Während der Rest der Welt in den Tagen um den 24. beziehungsweise 25. Dezember das Weihnachtsfest begeht, herrscht auf der zu Schottland gehörenden Shetland-Insel Foula ganz normaler Alltag. Keine Geschenke liegen dann unter dem Baum, vielmehr müssen sich die etwa 30 Bewohner des abgelegenen Eilandes noch fast zwei Wochen gedulden, bis es dann auch bei Ihnen die alljährliche große Bescherung gibt. Und auch wenn rund um die Welt Raketen in die Luft steigen, um das neue Jahr einzuläuten, macht Foula einfach nicht mit. Aber woher kommt dieser eigenwillige Brauch?

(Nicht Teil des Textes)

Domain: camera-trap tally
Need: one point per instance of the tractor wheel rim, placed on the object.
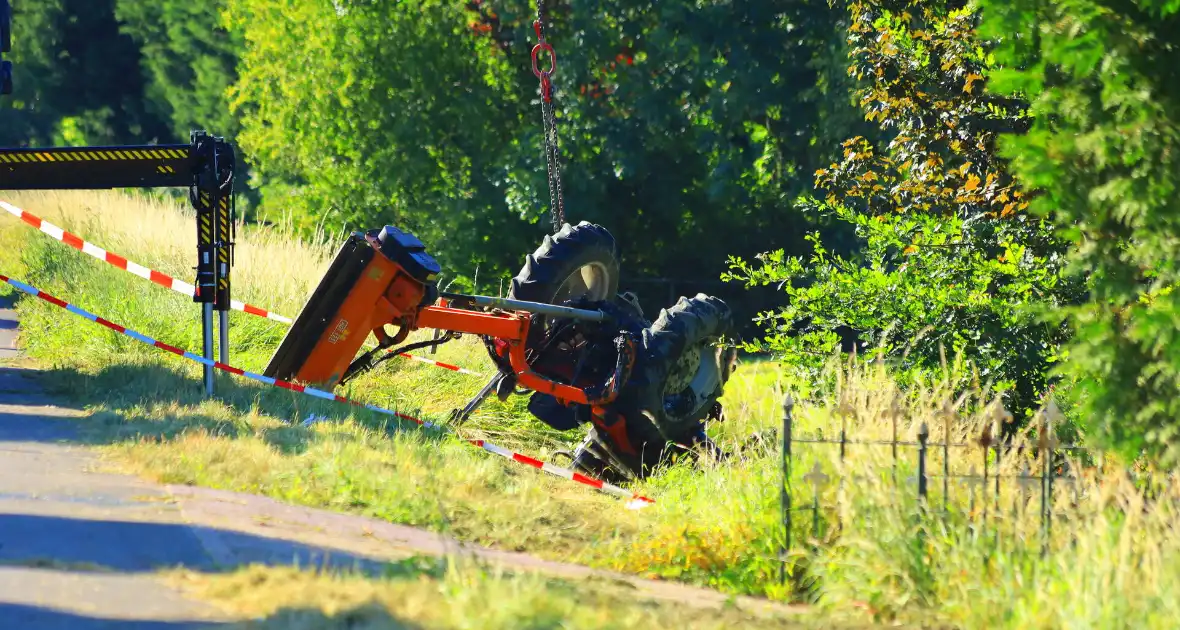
(587, 281)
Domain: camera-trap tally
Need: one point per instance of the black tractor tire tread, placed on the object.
(697, 321)
(558, 255)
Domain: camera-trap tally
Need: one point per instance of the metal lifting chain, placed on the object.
(549, 120)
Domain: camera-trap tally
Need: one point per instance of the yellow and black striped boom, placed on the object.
(97, 166)
(205, 166)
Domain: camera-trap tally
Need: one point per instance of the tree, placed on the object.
(77, 78)
(683, 129)
(380, 112)
(1103, 153)
(189, 58)
(952, 260)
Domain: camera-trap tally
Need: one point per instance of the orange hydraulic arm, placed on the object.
(386, 277)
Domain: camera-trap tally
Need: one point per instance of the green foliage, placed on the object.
(952, 262)
(379, 112)
(1103, 153)
(683, 129)
(189, 58)
(73, 65)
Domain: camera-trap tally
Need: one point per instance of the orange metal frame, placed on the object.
(511, 328)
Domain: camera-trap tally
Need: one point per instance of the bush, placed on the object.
(951, 260)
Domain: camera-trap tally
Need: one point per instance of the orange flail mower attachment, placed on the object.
(386, 277)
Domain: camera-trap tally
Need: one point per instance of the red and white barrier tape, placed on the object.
(634, 503)
(165, 280)
(439, 363)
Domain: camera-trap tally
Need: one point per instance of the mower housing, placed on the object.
(377, 277)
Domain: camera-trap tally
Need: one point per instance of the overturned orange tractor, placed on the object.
(564, 336)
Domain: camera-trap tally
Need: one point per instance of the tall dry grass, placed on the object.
(1110, 559)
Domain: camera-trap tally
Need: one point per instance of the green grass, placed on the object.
(452, 595)
(1112, 563)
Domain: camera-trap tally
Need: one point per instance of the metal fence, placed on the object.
(1055, 467)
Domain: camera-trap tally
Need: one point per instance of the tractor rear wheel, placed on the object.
(684, 369)
(578, 261)
(674, 389)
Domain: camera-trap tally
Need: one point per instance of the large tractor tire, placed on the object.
(673, 392)
(684, 368)
(578, 261)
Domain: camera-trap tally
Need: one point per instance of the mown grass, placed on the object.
(450, 595)
(1112, 560)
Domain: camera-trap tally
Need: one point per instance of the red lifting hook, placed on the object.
(546, 85)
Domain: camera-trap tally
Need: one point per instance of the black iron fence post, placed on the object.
(1047, 445)
(895, 412)
(818, 479)
(788, 405)
(948, 417)
(985, 448)
(923, 435)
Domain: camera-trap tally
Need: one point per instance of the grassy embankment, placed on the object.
(1110, 563)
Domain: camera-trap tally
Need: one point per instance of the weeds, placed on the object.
(1110, 559)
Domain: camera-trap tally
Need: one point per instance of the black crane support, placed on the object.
(205, 166)
(5, 46)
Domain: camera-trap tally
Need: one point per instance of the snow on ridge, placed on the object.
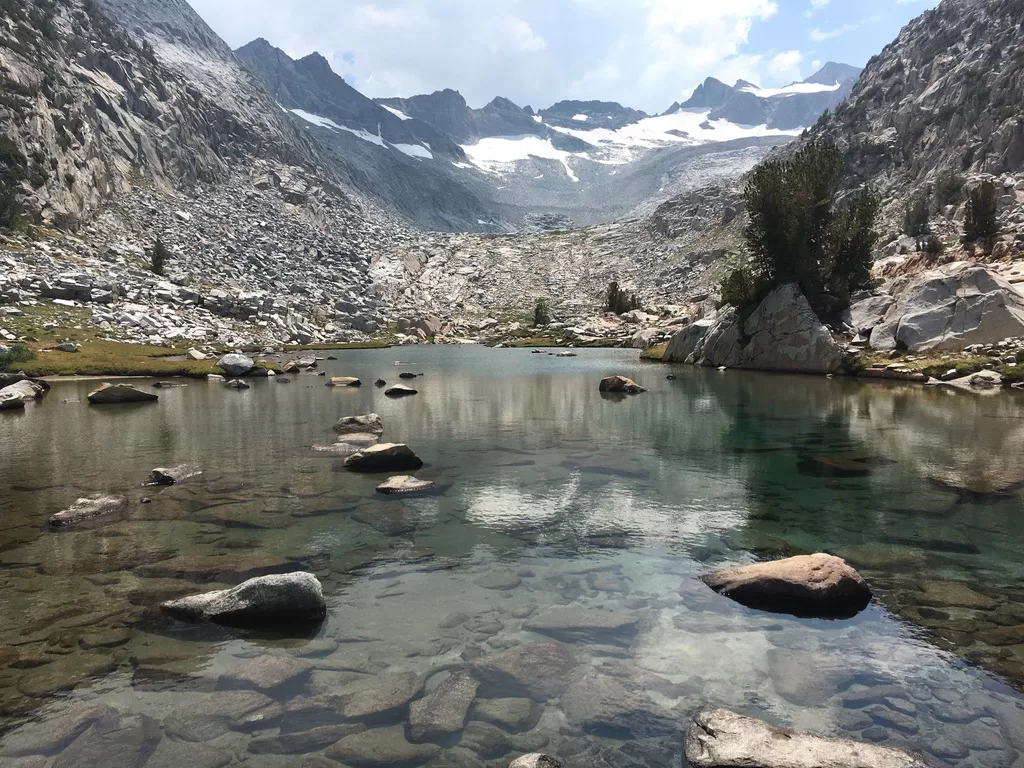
(397, 113)
(415, 151)
(791, 90)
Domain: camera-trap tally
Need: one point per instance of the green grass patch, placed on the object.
(654, 352)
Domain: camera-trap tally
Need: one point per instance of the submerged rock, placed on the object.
(403, 484)
(384, 457)
(381, 748)
(719, 738)
(275, 600)
(442, 714)
(806, 586)
(89, 507)
(621, 384)
(115, 393)
(540, 671)
(368, 423)
(235, 366)
(171, 475)
(535, 760)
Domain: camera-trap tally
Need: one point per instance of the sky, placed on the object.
(642, 53)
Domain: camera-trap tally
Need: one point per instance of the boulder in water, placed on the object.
(117, 393)
(403, 484)
(384, 457)
(620, 384)
(269, 600)
(366, 424)
(719, 738)
(171, 475)
(805, 586)
(235, 366)
(87, 508)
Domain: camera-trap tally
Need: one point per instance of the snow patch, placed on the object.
(415, 151)
(397, 113)
(791, 90)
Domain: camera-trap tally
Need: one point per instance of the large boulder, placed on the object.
(11, 400)
(87, 508)
(172, 475)
(115, 393)
(781, 334)
(685, 342)
(961, 305)
(620, 384)
(368, 424)
(235, 366)
(805, 586)
(384, 457)
(26, 389)
(268, 600)
(719, 738)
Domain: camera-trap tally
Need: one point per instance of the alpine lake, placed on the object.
(564, 544)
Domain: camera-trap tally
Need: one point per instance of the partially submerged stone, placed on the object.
(403, 484)
(719, 738)
(88, 508)
(817, 585)
(276, 600)
(368, 423)
(172, 475)
(235, 366)
(116, 393)
(384, 457)
(620, 384)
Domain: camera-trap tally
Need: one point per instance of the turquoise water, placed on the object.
(549, 497)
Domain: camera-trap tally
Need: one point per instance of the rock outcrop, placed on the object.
(805, 586)
(385, 457)
(951, 308)
(278, 600)
(781, 334)
(118, 393)
(366, 424)
(620, 385)
(88, 508)
(719, 738)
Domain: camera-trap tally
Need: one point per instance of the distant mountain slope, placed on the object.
(796, 105)
(945, 94)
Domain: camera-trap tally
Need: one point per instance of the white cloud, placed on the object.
(645, 53)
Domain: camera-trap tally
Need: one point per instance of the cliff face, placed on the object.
(93, 111)
(945, 94)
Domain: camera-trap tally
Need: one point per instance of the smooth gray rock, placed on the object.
(576, 625)
(442, 713)
(817, 585)
(276, 600)
(948, 309)
(118, 393)
(540, 671)
(89, 507)
(235, 366)
(172, 475)
(719, 738)
(367, 424)
(781, 334)
(384, 457)
(403, 484)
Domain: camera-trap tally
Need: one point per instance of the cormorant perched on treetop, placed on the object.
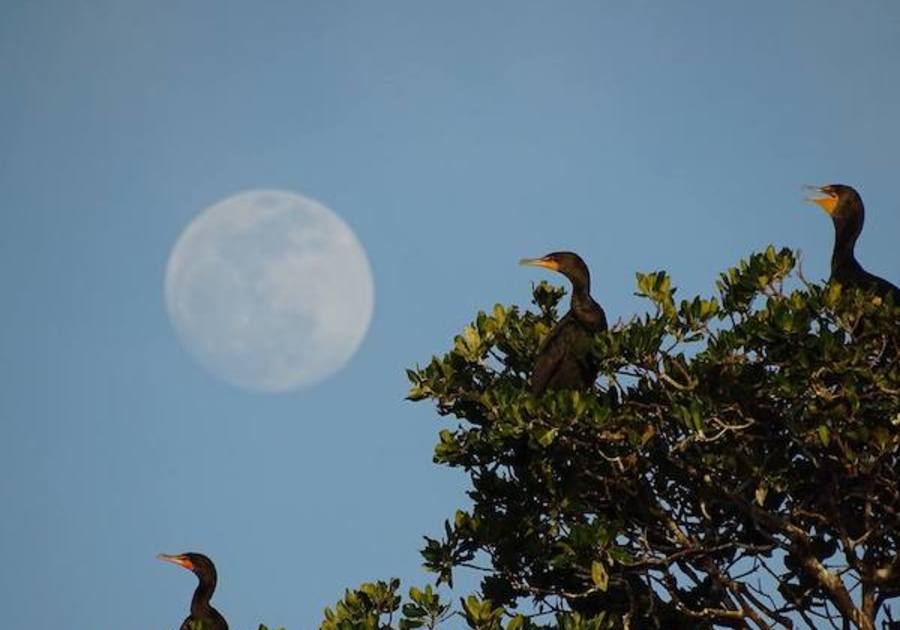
(202, 611)
(565, 360)
(844, 205)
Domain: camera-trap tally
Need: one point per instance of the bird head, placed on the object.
(567, 263)
(839, 201)
(195, 562)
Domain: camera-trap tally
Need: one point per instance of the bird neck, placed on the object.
(202, 594)
(846, 232)
(581, 295)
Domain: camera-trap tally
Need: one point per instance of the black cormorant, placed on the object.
(844, 205)
(202, 611)
(564, 359)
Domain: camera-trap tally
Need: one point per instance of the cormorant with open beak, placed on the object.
(565, 358)
(845, 207)
(202, 612)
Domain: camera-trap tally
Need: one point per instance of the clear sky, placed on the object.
(454, 138)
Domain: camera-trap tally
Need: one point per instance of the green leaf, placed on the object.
(824, 434)
(599, 575)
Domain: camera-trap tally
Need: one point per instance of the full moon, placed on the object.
(269, 290)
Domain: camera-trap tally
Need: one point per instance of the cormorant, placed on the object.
(844, 205)
(202, 611)
(564, 360)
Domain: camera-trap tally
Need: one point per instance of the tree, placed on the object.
(735, 466)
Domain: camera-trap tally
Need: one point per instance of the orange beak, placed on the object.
(552, 265)
(179, 560)
(828, 202)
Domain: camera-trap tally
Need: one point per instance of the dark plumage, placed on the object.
(845, 207)
(565, 360)
(201, 610)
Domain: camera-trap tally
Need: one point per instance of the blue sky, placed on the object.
(454, 138)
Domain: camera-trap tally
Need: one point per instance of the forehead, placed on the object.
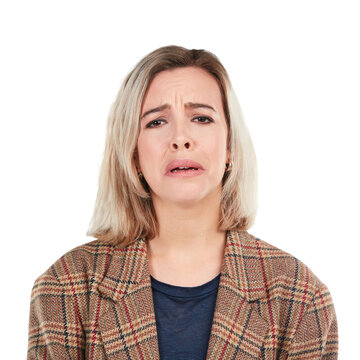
(184, 84)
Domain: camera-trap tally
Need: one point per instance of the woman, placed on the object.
(174, 274)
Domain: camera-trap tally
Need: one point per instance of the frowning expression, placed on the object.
(182, 143)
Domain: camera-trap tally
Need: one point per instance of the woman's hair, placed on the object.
(124, 210)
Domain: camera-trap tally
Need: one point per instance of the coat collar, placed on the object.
(129, 268)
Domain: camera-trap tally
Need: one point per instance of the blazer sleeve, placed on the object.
(316, 335)
(55, 329)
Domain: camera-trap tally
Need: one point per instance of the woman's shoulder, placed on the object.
(86, 262)
(277, 268)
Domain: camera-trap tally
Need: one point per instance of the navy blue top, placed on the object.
(183, 318)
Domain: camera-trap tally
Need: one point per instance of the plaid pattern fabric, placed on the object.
(96, 303)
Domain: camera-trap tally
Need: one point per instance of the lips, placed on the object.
(182, 163)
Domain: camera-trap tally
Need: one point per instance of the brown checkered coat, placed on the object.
(96, 303)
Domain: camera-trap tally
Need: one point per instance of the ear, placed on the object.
(228, 156)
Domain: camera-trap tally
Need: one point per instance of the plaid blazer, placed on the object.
(96, 303)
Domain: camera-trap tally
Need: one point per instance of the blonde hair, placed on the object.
(124, 210)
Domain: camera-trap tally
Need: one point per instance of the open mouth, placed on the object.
(183, 168)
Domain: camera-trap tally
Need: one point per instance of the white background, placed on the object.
(295, 68)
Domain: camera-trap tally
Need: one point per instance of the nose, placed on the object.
(180, 139)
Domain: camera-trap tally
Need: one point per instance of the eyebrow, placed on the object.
(167, 106)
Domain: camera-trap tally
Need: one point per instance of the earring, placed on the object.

Der „Daily Mail“ zufolge geht diese Besonderheit zurück bis in das Jahr 1582. Zu dieser Zeit fand ein bedeutender Wechsel in der Art und Weise statt, wie wir (beziehungsweise ein großer Teil der christlichen Welt) heute die Zeit messen. Denn seit damals gilt in weiten Teilen der Erde der sogenannte gregorianische Kalender, benannt nach seinem „Erfinder“, Papst Gregor XIII. Das Besondere: Der zuvor angewendete julianische Kalender liegt im Vergleich zu diesem wegen einer Besonderheit in der Abrechnung 12 Tage zurück. Und als nun Großbritannien im Jahr 1752 ebenfalls großflächig den gregorianischen Kalender einführte, blieb Foula einfach bei der alten Zeitrechnung.
Weihnachten am 6. Januar
Die umliegenden Shetland-Inseln adaptierten nach und nach die neue Zeitmessung, aber nicht das kleine Foula. Hier wird bis zum heutigen Tag nach dem julianischen Kalender gelebt. Das bedeutet, Weihnachten, oder Yule, wie es hier heißt, feiert man erst am 6. Januar (bei uns der Dreikönigstag). Silvester bzw. Newerday ist dann folgerichtig also auch erst am 13. Januar, wenn der Rest der christlichen Welt bereits seit knapp zwei Wochen ein neues Jahr begonnen hat. Und auch in anderen Hinsichten ist die Insel ein ganz besonderer Ort.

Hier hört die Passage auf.